Une note de service qui aurait retiré la coordination des opérations à Danwe

Le collectif s'appuie sur les dépositions des 34e et 35e témoins, entendus les 14 et 15 septembre, tous deux présentés comme des camarades d'armes du coaccusé Justin Danwe. Les avocats citent une note de service du 12 novembre 2021, versée au dossier, qui aurait retiré au lieutenant-colonel Danwe la coordination de l'ensemble des opérations pour la confier au conseiller technique n°1 de la DGRE — une mesure que la défense présente comme motivée par des ruptures avérées dans la chaîne de commandement et des usages répétés des moyens du service à des fins personnelles.

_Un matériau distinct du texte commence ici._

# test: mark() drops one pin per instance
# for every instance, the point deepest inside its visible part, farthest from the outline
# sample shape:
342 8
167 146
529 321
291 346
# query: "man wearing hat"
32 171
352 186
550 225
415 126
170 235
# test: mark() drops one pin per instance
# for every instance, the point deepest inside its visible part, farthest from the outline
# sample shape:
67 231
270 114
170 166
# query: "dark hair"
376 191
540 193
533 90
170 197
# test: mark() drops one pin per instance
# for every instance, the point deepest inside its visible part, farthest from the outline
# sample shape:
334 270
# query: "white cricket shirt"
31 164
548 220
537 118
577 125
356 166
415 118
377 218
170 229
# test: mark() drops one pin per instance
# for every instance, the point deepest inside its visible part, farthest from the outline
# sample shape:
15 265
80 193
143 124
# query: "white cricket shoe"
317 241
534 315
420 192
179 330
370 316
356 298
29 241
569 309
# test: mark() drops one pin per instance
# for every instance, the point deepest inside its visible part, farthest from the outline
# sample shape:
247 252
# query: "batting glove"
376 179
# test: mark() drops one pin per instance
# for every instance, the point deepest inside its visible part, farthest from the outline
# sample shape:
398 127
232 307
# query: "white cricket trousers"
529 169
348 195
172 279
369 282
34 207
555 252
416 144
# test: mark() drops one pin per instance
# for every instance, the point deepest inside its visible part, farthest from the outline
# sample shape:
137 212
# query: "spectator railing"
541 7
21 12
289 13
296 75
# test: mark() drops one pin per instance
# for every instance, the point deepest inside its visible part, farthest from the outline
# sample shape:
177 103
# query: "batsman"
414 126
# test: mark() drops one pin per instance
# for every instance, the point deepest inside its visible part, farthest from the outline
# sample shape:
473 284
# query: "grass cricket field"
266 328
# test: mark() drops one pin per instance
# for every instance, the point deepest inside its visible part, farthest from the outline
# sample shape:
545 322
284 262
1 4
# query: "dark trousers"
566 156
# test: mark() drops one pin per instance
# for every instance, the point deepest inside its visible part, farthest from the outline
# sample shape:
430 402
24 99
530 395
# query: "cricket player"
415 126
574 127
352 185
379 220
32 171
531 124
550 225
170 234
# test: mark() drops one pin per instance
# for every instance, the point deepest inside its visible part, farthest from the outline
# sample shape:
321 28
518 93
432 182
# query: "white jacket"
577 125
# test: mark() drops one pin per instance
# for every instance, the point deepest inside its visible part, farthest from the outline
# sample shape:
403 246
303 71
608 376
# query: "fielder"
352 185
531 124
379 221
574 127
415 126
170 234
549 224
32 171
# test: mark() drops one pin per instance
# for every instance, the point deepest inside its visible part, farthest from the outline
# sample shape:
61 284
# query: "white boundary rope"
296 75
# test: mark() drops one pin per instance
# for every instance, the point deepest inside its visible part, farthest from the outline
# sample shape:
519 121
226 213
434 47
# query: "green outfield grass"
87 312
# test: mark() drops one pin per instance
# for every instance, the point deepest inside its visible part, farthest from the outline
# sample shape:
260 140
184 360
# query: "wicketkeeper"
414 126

Des démarches auprès de la gendarmerie et une demande d'effacement de messages

Selon les avocats, il ressortirait des pièces du dossier que Danwe aurait contacté, le 29 décembre 2022, un adjudant-chef de gendarmerie pour lui demander de trouver des « gros bras » afin d'« infliger une correction » à Martinez Zogo, avant de lui demander d'effacer leurs échanges WhatsApp — une demande que le gendarme aurait refusée. Danwe aurait également sollicité des informations de localisation auprès du commandant d'une compagnie de gendarmerie, son camarade de promotion, sans en référer à la hiérarchie de la DGRE, alors même que la Direction des opérations disposerait, selon le communiqué, d'une réserve de plus de 200 commandos et d'équipements de tracking dont le déploiement aurait nécessité une autorisation préalable du directeur général — autorisation qui n'aurait jamais été sollicitée.

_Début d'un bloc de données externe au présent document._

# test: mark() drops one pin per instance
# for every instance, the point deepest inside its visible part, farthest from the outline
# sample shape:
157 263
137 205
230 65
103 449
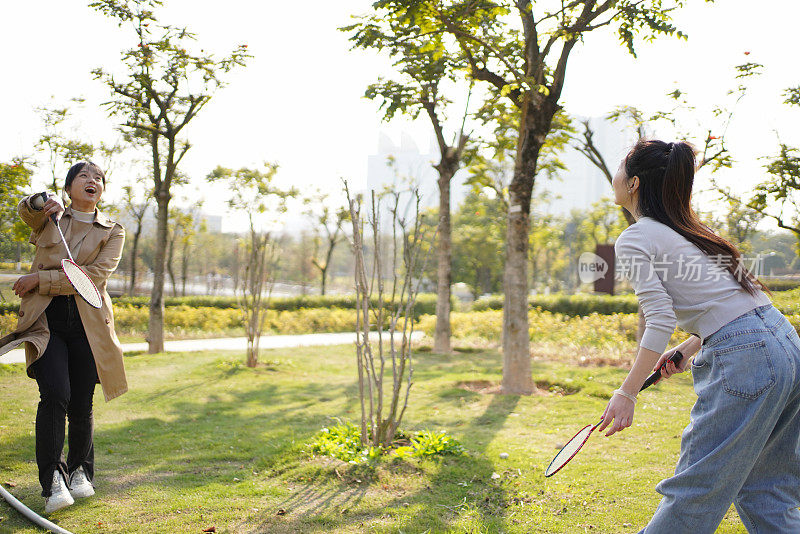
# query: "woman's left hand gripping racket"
574 445
77 277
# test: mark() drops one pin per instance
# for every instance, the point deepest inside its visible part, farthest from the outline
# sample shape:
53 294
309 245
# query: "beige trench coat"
99 256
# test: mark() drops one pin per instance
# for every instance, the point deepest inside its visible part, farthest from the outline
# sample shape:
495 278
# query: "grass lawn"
200 441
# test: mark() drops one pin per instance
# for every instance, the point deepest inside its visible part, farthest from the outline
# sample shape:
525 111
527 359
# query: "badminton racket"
577 441
77 277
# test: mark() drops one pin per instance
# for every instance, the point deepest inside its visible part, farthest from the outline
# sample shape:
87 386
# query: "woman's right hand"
53 206
671 368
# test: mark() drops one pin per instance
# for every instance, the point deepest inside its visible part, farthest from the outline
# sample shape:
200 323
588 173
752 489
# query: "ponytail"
666 175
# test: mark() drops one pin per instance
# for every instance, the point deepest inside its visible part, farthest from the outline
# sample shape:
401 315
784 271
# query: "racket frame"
593 427
654 378
99 302
71 261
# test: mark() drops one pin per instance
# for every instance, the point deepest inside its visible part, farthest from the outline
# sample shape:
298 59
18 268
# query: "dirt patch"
487 387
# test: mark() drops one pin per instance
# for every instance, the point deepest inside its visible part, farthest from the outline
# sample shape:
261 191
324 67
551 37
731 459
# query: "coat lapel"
97 235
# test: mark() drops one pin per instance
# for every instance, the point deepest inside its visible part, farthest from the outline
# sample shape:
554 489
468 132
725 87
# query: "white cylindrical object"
30 514
37 202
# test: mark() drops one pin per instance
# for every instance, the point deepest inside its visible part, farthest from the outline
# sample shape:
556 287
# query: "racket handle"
656 376
44 196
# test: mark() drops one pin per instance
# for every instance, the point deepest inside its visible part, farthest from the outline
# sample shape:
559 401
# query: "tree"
422 70
60 150
15 181
477 238
253 193
385 295
777 197
330 222
528 68
164 88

Une fraude présumée sur des fiches de géolocalisation

Le collectif affirme par ailleurs que des expertises téléphoniques verseraient au dossier la preuve que Danwe aurait exigé, le 6 janvier 2023, d'un agent de la Division des surveillances électroniques l'effacement de toutes les traces d'édition d'une fiche de géolocalisation et d'une fiche technique qu'il aurait obtenues frauduleusement. Les deux personnes impliquées dans cette manipulation auraient depuis été placées sous mandat de dépôt et comparaîtraient actuellement en jugement.

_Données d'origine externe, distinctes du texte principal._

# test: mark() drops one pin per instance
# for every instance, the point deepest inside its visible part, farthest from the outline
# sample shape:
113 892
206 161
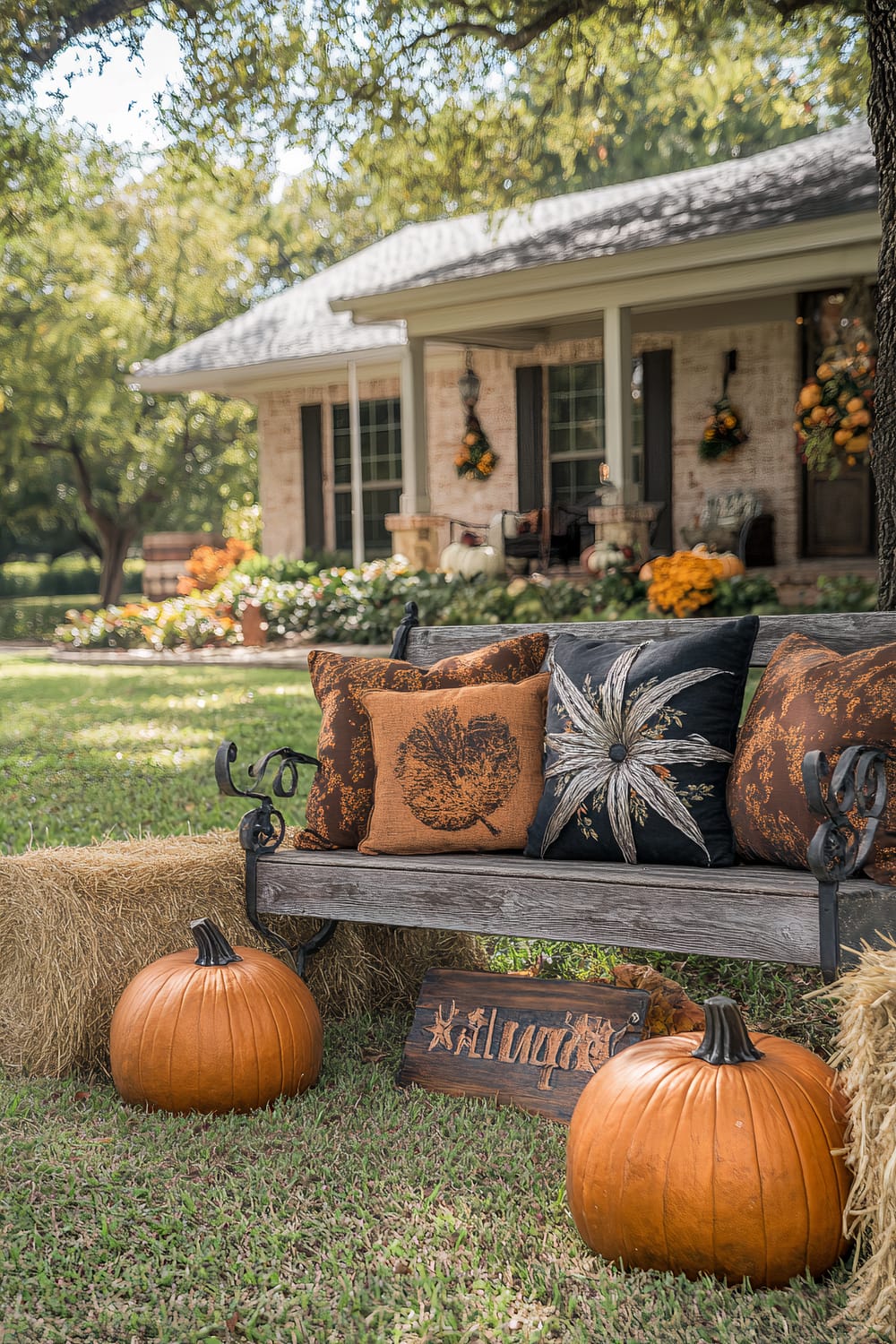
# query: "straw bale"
866 1053
78 924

Des accusations de subornation en garde à vue

La défense évoque également des « manœuvres d'entrave et de subornation » : alors qu'il se trouvait en garde à vue au Service central des recherches judiciaires de la gendarmerie, Danwe se serait extrait de sa cellule pour tenter de suborner des membres d'un commando avant leur audition.

Des versions jugées contradictoires et des flux financiers occultes évoqués

Selon les avocats, Danwe aurait produit au moins quatre versions différentes et mutuellement exclusives de ses allégations, sans qu'aucune ne soit corroborée par un élément matériel ou numérique. Ils affirment en outre que des rapports d'expertise financière confirmeraient qu'aucun fonds de la DGRE n'a été engagé pour l'opération visée, tout en révélant des flux et paiements occultes perçus par Danwe de la part de personnes extérieures au service.

Un rappel à la présomption d'innocence

Le communiqué se conclut par une déclaration attribuée à Eko Eko lui-même, qui dit réitérer sa confiance dans l'impartialité de la justice camerounaise tout en refusant catégoriquement d'être associé aux agissements qu'il qualifie de « clandestins, autonomes et occultes » d'un coaccusé aux « déclarations intempestives » et aux « versions fluctuantes ». Le Collectif des avocats met en garde contre les « narratifs biaisés » et rappelle que la présomption d'innocence demeure un principe cardinal protégé par la loi, ajoutant que le procès pénal « se gagne devant le prétoire de la juridiction militaire et non au tribunal de l'opinion ou des réseaux sociaux ».

Des affirmations qui restent celles d'une seule partie au procès

Il convient de rappeler que l'ensemble de ces éléments constitue la version présentée par la défense de Léopold Maxime Eko Eko, et non une décision de justice. Le procès se poursuit devant le Tribunal militaire de Yaoundé, où les autres parties, y compris la défense de Justin Danwe directement mis en cause par ce communiqué, pourront apporter leurs propres éléments de réponse.